Until Perry's entrance, there had been a lot of support for the various declared candidates, but there had also been a lot of unhappiness, a sense that none of the candidates was quite up to the task of beating President Obama, that none of the candidates was lighting the party's fire as someone that could appeal to the base, bridge the establishment's interests with the tea party interests, and -- at the same time -- occupy a position of national leadership. Indeed, one recent poll revealed less than half (45%) of registered Republican primary voters were satisfied with the field that included most of the candidates we've seen thus far.
Yes, some of the candidates have ignited a lot of intense support for themselves, especially House members Michele Bachmann and Ron Paul, but Americans have not elected a member of the House of Representatives to the presidency -- or even run a member from the House of Representatives on the Republican or Democratic ticket -- since the 1800s.
There is a general consensus in the party that unless House Budget Chairman Paul Ryan were to enter the race, there's little chance that historical pattern would be broken. House members are simply too unknown or not quite "big enough" to run on behalf of the entire country.
Opinion: Who's the real Rick Perry?
All eyes and ears are on Perry now. And his entrance into the race has already shown something quite telling, if quite unnoticed. On the day he announced, he bested the national front-runner, former Massachusetts Gov. Mitt Romney, in the Ames, Iowa, straw poll as a write-in candidate. Yes, it is true Romney did not invest in the Ames straw poll, but he did participate in the debate two days prior, and his name was on the ballot. Neither was the case for Perry, and, more importantly, Perry did not invest in Ames either.
To repeat, he was a write-in candidate. Now, the most recent poll we have of likely Republican voters puts Perry in first place, beating both Romney and Bachmann by double digits. And this, with merely an announcement to run.
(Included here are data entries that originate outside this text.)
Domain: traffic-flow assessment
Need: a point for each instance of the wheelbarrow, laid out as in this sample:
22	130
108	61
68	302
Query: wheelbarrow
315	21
Yes, Perry has a lot to overcome to continue his first place position, and he will have a lot to defend -- especially several past statements about states' rights. His recent line about Federal Reserve Chairman Ben Bernanke, that "we would treat him pretty ugly down in Texas," were he to "print more money," and that such a policy would be "almost treacherous, or treasonous," has raised eyebrows,as well.
As many others have put it in different ways, the kind of language that has worked in Texas will need to be tempered for a national stage and candidacy. In full disclosure, I am friendly with Perry and have spoken with him both about his policies and candidacy, and he realizes all of this. I especially believe he illustrated that with what was perhaps the most telling line in his campaign announcement last weekend: "I'm a Texan and proud of it. But first, and foremost, I'm an incredibly proud American."
There will be a balancing needed between Texas style and accent and national acceptability. But, before he tilts too strongly toward the latter, it is important to recognize the Texas part should not be fully disowned. It is not only a big state with a lot of votes, it still captures a big part of the American imagination -- even if it is a punching bag for much of the cultural left.